E’ il 24’ quando Di Chiara, lasciato a cinque metri da Romulo, crossa da sinistra a destra, Mustacchio tenta il diagonale rasoterra che finisce fuori di un soffio. Luppi è impreciso e fallisce il passaggio che poteva dare esiti migliori al contropiede impostato da Valoti. Un destro dal limite di Dezi finisce fuori di poco, poi in mischia Forte rischia di infilarla ma Nicolas chiude alla grande. L’assedio dei biancorossi riprende. Al 34’ Boldor e Nicolas rischiano di confezionare un disastro. Il retropassaggio del romeno è nello specchio della porta, Nicolas tentenna e lascia la palla scorrere salvo poi rinviarla sulla riga bianca.

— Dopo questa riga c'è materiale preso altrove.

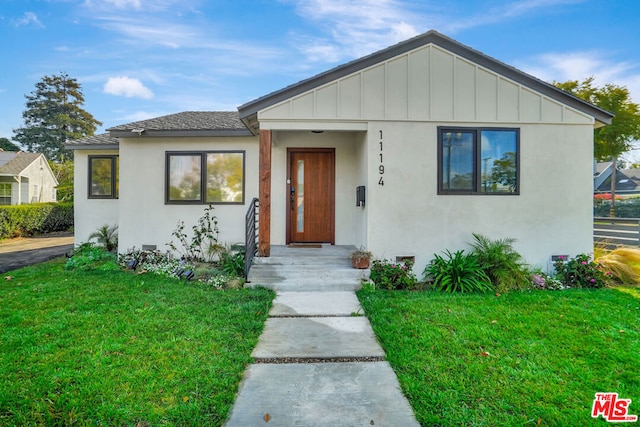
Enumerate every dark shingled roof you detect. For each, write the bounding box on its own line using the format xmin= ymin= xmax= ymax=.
xmin=64 ymin=133 xmax=119 ymax=150
xmin=0 ymin=151 xmax=42 ymax=175
xmin=107 ymin=111 xmax=251 ymax=137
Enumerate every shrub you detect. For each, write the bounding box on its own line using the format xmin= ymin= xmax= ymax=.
xmin=119 ymin=248 xmax=193 ymax=277
xmin=219 ymin=245 xmax=246 ymax=277
xmin=596 ymin=247 xmax=640 ymax=285
xmin=471 ymin=233 xmax=529 ymax=292
xmin=89 ymin=224 xmax=118 ymax=252
xmin=424 ymin=250 xmax=492 ymax=292
xmin=0 ymin=203 xmax=73 ymax=239
xmin=167 ymin=205 xmax=224 ymax=262
xmin=370 ymin=259 xmax=418 ymax=289
xmin=64 ymin=243 xmax=120 ymax=271
xmin=554 ymin=254 xmax=608 ymax=288
xmin=529 ymin=272 xmax=567 ymax=291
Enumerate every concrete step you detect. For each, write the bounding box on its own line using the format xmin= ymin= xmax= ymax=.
xmin=225 ymin=362 xmax=419 ymax=427
xmin=269 ymin=291 xmax=362 ymax=317
xmin=251 ymin=317 xmax=384 ymax=361
xmin=245 ymin=278 xmax=362 ymax=292
xmin=249 ymin=265 xmax=368 ymax=282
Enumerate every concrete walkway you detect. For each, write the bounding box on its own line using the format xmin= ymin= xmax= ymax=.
xmin=226 ymin=246 xmax=419 ymax=427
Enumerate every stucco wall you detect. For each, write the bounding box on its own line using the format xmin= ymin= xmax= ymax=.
xmin=73 ymin=150 xmax=118 ymax=245
xmin=368 ymin=122 xmax=593 ymax=273
xmin=119 ymin=137 xmax=258 ymax=252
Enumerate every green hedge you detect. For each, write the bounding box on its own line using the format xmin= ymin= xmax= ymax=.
xmin=0 ymin=203 xmax=73 ymax=239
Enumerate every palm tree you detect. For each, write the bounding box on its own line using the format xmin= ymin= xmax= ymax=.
xmin=89 ymin=224 xmax=118 ymax=252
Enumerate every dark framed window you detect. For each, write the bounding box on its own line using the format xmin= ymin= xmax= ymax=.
xmin=89 ymin=155 xmax=120 ymax=199
xmin=0 ymin=182 xmax=11 ymax=205
xmin=438 ymin=127 xmax=520 ymax=195
xmin=165 ymin=151 xmax=245 ymax=204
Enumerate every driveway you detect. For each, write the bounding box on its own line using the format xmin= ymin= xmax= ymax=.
xmin=0 ymin=231 xmax=73 ymax=273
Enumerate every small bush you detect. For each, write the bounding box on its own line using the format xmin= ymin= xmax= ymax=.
xmin=554 ymin=254 xmax=608 ymax=288
xmin=89 ymin=224 xmax=118 ymax=252
xmin=370 ymin=259 xmax=418 ymax=289
xmin=64 ymin=243 xmax=120 ymax=271
xmin=596 ymin=247 xmax=640 ymax=285
xmin=529 ymin=272 xmax=567 ymax=291
xmin=424 ymin=250 xmax=493 ymax=292
xmin=167 ymin=205 xmax=224 ymax=262
xmin=0 ymin=203 xmax=73 ymax=239
xmin=119 ymin=248 xmax=193 ymax=277
xmin=471 ymin=233 xmax=529 ymax=292
xmin=219 ymin=245 xmax=246 ymax=277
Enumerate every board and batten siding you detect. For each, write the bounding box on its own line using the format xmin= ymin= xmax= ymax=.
xmin=258 ymin=45 xmax=594 ymax=124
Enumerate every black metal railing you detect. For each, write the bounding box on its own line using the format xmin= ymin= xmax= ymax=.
xmin=244 ymin=197 xmax=260 ymax=280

Nel minuto di recupero Pazzini svirgola un pallone dal dischetto su un bel cross di Romulo, poi si chiude un primo tempo di netto predominio dei grifoni e di un Verona in affanno.

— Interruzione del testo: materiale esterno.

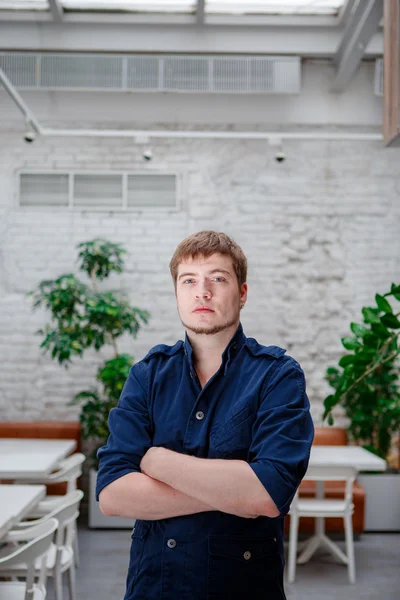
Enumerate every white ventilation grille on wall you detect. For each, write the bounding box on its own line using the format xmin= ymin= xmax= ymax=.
xmin=0 ymin=52 xmax=301 ymax=94
xmin=19 ymin=173 xmax=69 ymax=207
xmin=374 ymin=58 xmax=383 ymax=96
xmin=19 ymin=172 xmax=179 ymax=210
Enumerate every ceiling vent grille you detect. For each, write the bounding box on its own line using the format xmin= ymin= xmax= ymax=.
xmin=0 ymin=52 xmax=301 ymax=94
xmin=19 ymin=171 xmax=179 ymax=211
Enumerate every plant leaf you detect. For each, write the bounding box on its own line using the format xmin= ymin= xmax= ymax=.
xmin=375 ymin=294 xmax=393 ymax=313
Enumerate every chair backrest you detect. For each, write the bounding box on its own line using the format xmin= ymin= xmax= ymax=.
xmin=0 ymin=519 xmax=58 ymax=600
xmin=303 ymin=466 xmax=357 ymax=506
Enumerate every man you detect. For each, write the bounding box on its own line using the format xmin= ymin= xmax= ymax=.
xmin=97 ymin=231 xmax=313 ymax=600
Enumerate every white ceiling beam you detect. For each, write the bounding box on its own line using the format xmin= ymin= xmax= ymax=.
xmin=196 ymin=0 xmax=205 ymax=25
xmin=0 ymin=69 xmax=42 ymax=133
xmin=331 ymin=0 xmax=383 ymax=92
xmin=48 ymin=0 xmax=64 ymax=23
xmin=0 ymin=21 xmax=383 ymax=58
xmin=338 ymin=0 xmax=359 ymax=25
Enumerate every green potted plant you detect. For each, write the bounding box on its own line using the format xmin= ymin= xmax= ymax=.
xmin=323 ymin=283 xmax=400 ymax=531
xmin=28 ymin=238 xmax=149 ymax=526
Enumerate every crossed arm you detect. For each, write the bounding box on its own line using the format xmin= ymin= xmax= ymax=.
xmin=99 ymin=447 xmax=280 ymax=520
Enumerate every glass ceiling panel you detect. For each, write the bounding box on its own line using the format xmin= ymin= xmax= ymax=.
xmin=0 ymin=0 xmax=347 ymax=15
xmin=60 ymin=0 xmax=197 ymax=13
xmin=0 ymin=0 xmax=49 ymax=10
xmin=206 ymin=0 xmax=347 ymax=15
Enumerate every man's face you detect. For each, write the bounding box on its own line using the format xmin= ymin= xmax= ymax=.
xmin=176 ymin=253 xmax=247 ymax=334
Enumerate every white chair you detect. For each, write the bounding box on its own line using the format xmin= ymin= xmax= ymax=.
xmin=16 ymin=452 xmax=86 ymax=567
xmin=15 ymin=452 xmax=86 ymax=499
xmin=2 ymin=490 xmax=83 ymax=600
xmin=0 ymin=519 xmax=58 ymax=600
xmin=288 ymin=467 xmax=357 ymax=583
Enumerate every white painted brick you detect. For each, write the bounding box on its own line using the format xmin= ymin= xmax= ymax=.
xmin=0 ymin=133 xmax=400 ymax=420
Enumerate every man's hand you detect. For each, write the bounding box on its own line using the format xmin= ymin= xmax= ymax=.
xmin=140 ymin=446 xmax=276 ymax=519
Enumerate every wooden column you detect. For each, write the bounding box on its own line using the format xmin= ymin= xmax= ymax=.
xmin=383 ymin=0 xmax=400 ymax=146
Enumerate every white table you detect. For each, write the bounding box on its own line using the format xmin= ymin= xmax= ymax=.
xmin=297 ymin=446 xmax=386 ymax=564
xmin=0 ymin=438 xmax=76 ymax=480
xmin=0 ymin=484 xmax=46 ymax=540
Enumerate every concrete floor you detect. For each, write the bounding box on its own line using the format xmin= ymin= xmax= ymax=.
xmin=58 ymin=525 xmax=400 ymax=600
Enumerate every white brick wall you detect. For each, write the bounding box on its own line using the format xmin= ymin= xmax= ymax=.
xmin=0 ymin=109 xmax=400 ymax=421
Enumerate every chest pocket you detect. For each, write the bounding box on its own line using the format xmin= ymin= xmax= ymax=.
xmin=207 ymin=536 xmax=285 ymax=600
xmin=210 ymin=406 xmax=253 ymax=459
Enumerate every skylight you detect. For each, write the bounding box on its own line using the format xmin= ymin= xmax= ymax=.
xmin=206 ymin=0 xmax=346 ymax=15
xmin=0 ymin=0 xmax=347 ymax=15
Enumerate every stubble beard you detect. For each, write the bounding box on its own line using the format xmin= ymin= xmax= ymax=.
xmin=181 ymin=313 xmax=240 ymax=335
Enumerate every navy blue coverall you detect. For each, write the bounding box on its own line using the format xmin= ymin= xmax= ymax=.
xmin=96 ymin=324 xmax=314 ymax=600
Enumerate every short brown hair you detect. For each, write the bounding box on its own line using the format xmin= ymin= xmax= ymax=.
xmin=169 ymin=230 xmax=247 ymax=287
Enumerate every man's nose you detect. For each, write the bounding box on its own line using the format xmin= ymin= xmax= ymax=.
xmin=196 ymin=281 xmax=211 ymax=298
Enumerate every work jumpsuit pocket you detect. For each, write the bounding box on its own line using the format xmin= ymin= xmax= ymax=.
xmin=125 ymin=520 xmax=150 ymax=600
xmin=210 ymin=406 xmax=254 ymax=460
xmin=207 ymin=536 xmax=285 ymax=600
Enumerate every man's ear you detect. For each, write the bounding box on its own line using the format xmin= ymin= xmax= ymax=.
xmin=240 ymin=283 xmax=248 ymax=304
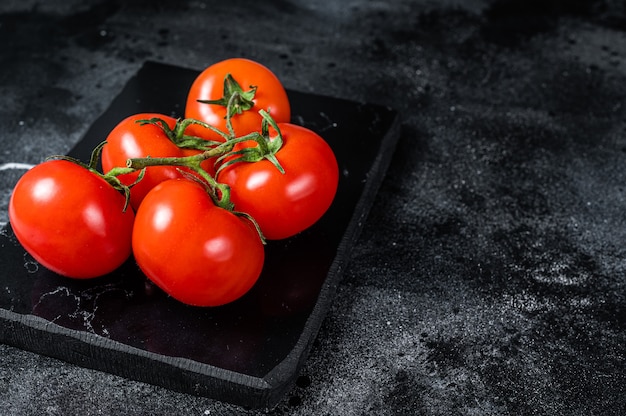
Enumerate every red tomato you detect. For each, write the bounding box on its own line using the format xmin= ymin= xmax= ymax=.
xmin=133 ymin=179 xmax=265 ymax=306
xmin=185 ymin=58 xmax=291 ymax=140
xmin=102 ymin=113 xmax=214 ymax=210
xmin=9 ymin=160 xmax=134 ymax=278
xmin=217 ymin=123 xmax=339 ymax=240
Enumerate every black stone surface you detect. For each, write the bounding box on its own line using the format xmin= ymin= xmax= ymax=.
xmin=0 ymin=0 xmax=626 ymax=415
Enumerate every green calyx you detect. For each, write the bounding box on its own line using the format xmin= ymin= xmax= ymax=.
xmin=198 ymin=74 xmax=257 ymax=117
xmin=216 ymin=110 xmax=285 ymax=175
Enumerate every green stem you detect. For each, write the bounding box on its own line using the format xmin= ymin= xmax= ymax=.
xmin=122 ymin=147 xmax=234 ymax=211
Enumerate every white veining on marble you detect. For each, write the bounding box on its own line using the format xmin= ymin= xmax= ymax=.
xmin=0 ymin=162 xmax=35 ymax=170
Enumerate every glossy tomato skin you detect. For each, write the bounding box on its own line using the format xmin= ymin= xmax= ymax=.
xmin=9 ymin=160 xmax=134 ymax=279
xmin=102 ymin=113 xmax=214 ymax=210
xmin=133 ymin=179 xmax=265 ymax=306
xmin=185 ymin=58 xmax=291 ymax=140
xmin=218 ymin=123 xmax=339 ymax=240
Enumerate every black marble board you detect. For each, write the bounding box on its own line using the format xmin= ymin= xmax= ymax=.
xmin=0 ymin=62 xmax=399 ymax=408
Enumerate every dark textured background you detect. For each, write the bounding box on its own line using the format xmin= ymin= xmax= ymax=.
xmin=0 ymin=0 xmax=626 ymax=415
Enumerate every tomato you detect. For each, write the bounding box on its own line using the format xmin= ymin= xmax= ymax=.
xmin=185 ymin=58 xmax=291 ymax=140
xmin=133 ymin=179 xmax=265 ymax=306
xmin=102 ymin=113 xmax=213 ymax=210
xmin=9 ymin=160 xmax=134 ymax=278
xmin=217 ymin=123 xmax=339 ymax=240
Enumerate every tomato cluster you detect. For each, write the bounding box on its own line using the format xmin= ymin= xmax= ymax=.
xmin=9 ymin=58 xmax=338 ymax=306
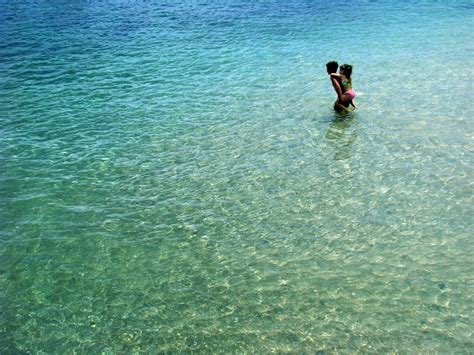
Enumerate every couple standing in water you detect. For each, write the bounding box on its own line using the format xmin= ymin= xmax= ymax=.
xmin=326 ymin=62 xmax=357 ymax=112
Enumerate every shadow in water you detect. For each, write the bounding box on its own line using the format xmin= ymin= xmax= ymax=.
xmin=324 ymin=112 xmax=357 ymax=160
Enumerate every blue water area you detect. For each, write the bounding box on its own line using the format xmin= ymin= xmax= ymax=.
xmin=0 ymin=0 xmax=474 ymax=354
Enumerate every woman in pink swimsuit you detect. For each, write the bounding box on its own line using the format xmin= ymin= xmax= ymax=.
xmin=331 ymin=64 xmax=357 ymax=112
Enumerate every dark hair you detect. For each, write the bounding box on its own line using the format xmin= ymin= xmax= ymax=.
xmin=326 ymin=61 xmax=339 ymax=73
xmin=339 ymin=64 xmax=352 ymax=80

SECONDO TEMPO, LUPPI GOL, POI SUBITO DEZI PER L’1-1

Dopo quattro minuti un tiro di Romulo da fuori è deviato in angolo da Belmonte.

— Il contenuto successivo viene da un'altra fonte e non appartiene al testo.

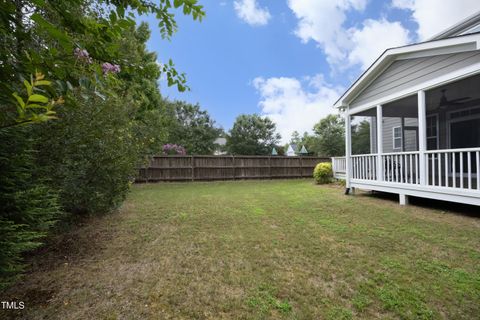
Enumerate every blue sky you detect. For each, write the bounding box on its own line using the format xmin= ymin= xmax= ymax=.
xmin=139 ymin=0 xmax=480 ymax=141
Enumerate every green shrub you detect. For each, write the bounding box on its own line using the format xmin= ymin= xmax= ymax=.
xmin=0 ymin=127 xmax=61 ymax=289
xmin=313 ymin=162 xmax=333 ymax=184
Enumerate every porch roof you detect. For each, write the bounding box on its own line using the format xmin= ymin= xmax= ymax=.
xmin=334 ymin=32 xmax=480 ymax=108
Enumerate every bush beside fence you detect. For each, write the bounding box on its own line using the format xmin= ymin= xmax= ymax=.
xmin=136 ymin=156 xmax=330 ymax=182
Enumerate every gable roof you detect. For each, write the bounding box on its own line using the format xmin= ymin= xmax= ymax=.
xmin=334 ymin=32 xmax=480 ymax=108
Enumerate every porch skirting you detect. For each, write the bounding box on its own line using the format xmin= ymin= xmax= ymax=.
xmin=350 ymin=179 xmax=480 ymax=206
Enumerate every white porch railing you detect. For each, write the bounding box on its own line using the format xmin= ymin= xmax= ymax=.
xmin=350 ymin=154 xmax=377 ymax=180
xmin=425 ymin=148 xmax=480 ymax=190
xmin=332 ymin=157 xmax=347 ymax=179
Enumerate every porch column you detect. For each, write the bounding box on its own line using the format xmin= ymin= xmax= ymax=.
xmin=377 ymin=105 xmax=383 ymax=181
xmin=345 ymin=108 xmax=352 ymax=188
xmin=418 ymin=90 xmax=427 ymax=185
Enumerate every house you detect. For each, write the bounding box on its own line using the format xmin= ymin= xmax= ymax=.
xmin=332 ymin=12 xmax=480 ymax=205
xmin=213 ymin=137 xmax=227 ymax=156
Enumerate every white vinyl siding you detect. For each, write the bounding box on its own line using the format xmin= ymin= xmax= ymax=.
xmin=392 ymin=127 xmax=402 ymax=149
xmin=427 ymin=114 xmax=438 ymax=150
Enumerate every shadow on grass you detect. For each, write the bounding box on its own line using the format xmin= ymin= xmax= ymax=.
xmin=359 ymin=191 xmax=480 ymax=218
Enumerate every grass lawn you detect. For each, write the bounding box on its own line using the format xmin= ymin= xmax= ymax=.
xmin=0 ymin=180 xmax=480 ymax=319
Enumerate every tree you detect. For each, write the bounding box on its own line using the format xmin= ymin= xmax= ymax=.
xmin=301 ymin=132 xmax=322 ymax=155
xmin=313 ymin=114 xmax=345 ymax=157
xmin=0 ymin=0 xmax=204 ymax=287
xmin=227 ymin=114 xmax=281 ymax=155
xmin=167 ymin=101 xmax=223 ymax=155
xmin=289 ymin=131 xmax=302 ymax=148
xmin=352 ymin=120 xmax=370 ymax=154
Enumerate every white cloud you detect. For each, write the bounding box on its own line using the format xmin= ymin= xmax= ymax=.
xmin=348 ymin=19 xmax=410 ymax=70
xmin=392 ymin=0 xmax=480 ymax=41
xmin=288 ymin=0 xmax=409 ymax=71
xmin=253 ymin=75 xmax=341 ymax=143
xmin=233 ymin=0 xmax=271 ymax=26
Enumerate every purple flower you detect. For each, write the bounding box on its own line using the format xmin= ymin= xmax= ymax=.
xmin=102 ymin=62 xmax=120 ymax=74
xmin=73 ymin=48 xmax=93 ymax=64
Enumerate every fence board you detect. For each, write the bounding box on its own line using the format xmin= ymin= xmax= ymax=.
xmin=136 ymin=156 xmax=331 ymax=182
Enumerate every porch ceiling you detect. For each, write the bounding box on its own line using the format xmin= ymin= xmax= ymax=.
xmin=350 ymin=75 xmax=480 ymax=118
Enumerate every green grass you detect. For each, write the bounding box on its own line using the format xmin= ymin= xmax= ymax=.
xmin=0 ymin=180 xmax=480 ymax=319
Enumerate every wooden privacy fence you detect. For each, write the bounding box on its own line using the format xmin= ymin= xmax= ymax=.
xmin=136 ymin=156 xmax=330 ymax=182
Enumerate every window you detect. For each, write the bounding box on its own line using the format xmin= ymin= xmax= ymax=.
xmin=393 ymin=127 xmax=402 ymax=149
xmin=427 ymin=114 xmax=438 ymax=150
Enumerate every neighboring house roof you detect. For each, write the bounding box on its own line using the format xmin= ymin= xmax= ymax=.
xmin=300 ymin=146 xmax=308 ymax=154
xmin=334 ymin=12 xmax=480 ymax=108
xmin=214 ymin=138 xmax=227 ymax=146
xmin=429 ymin=12 xmax=480 ymax=40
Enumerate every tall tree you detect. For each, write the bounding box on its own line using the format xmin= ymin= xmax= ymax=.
xmin=0 ymin=0 xmax=204 ymax=287
xmin=227 ymin=114 xmax=281 ymax=155
xmin=313 ymin=114 xmax=345 ymax=157
xmin=167 ymin=101 xmax=223 ymax=155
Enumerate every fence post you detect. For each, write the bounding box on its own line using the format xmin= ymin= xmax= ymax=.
xmin=268 ymin=156 xmax=272 ymax=180
xmin=190 ymin=156 xmax=195 ymax=181
xmin=300 ymin=156 xmax=303 ymax=178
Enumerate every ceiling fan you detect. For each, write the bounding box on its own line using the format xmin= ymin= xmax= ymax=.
xmin=438 ymin=89 xmax=471 ymax=109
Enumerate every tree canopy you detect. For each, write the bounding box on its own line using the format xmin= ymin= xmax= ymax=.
xmin=227 ymin=114 xmax=281 ymax=155
xmin=0 ymin=0 xmax=205 ymax=287
xmin=166 ymin=101 xmax=223 ymax=155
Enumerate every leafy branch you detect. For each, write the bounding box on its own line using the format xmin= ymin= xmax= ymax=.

Il Verona passa in vantaggio al 9’. Valoti è straordinario nel rubare palla a Dezi e nello scappare davanti a Brignoli, il tiro centra il palo ma Luppi, che aveva seguito l’azione ribadisce in gol. Passa un minuto e il Perugia pareggia. Un cross di Di Chiara dalla sinistra pesca Dezi che gira la palla di testa con una parabola che si insacca sotto la traversa. 13’: Fares se ne va a sinistra, mette la palla e Pazzini calcia in velocità ma Brignani salva.

Il primo cambio, che lascia qualche perplessità, arriva al 15’ con Troianiello che sostituisce Luppi. Calano i ritmi, nel Verona Bessa è a corto di ossigeno ma stringe i denti, Troianiello non arriva su facili palloni. Al 27’ entra Ganz ed esce Pazzini, che non la prende bene e getta per terra la giacca che gli offrono. Un brutto gesto per un capitano del suo calibro, che poi si scusa andando a battere il cinque ai compagni di panchina.

La gara si fa lenta ed equilibrata. 37’: un tiro di Forte dalla destra è controllato da Nicolas, poi Nicastro entra al posto di Dezi e al 38’ Zaccagni sostituisce Bessa. Il Perugia mantiene il possesso palla e i gialloblù non riescono a ripartire, pur non correndo rischi particolari. Nicolas esce con sicurezza (finalmente) su alcuni cross.

Il Verona ora dovrà pensare a ricaricare le batterie, decisamente scariche questa sera, per il derby col Vicenza del 1 maggio che si preannuncia più caldo che mai.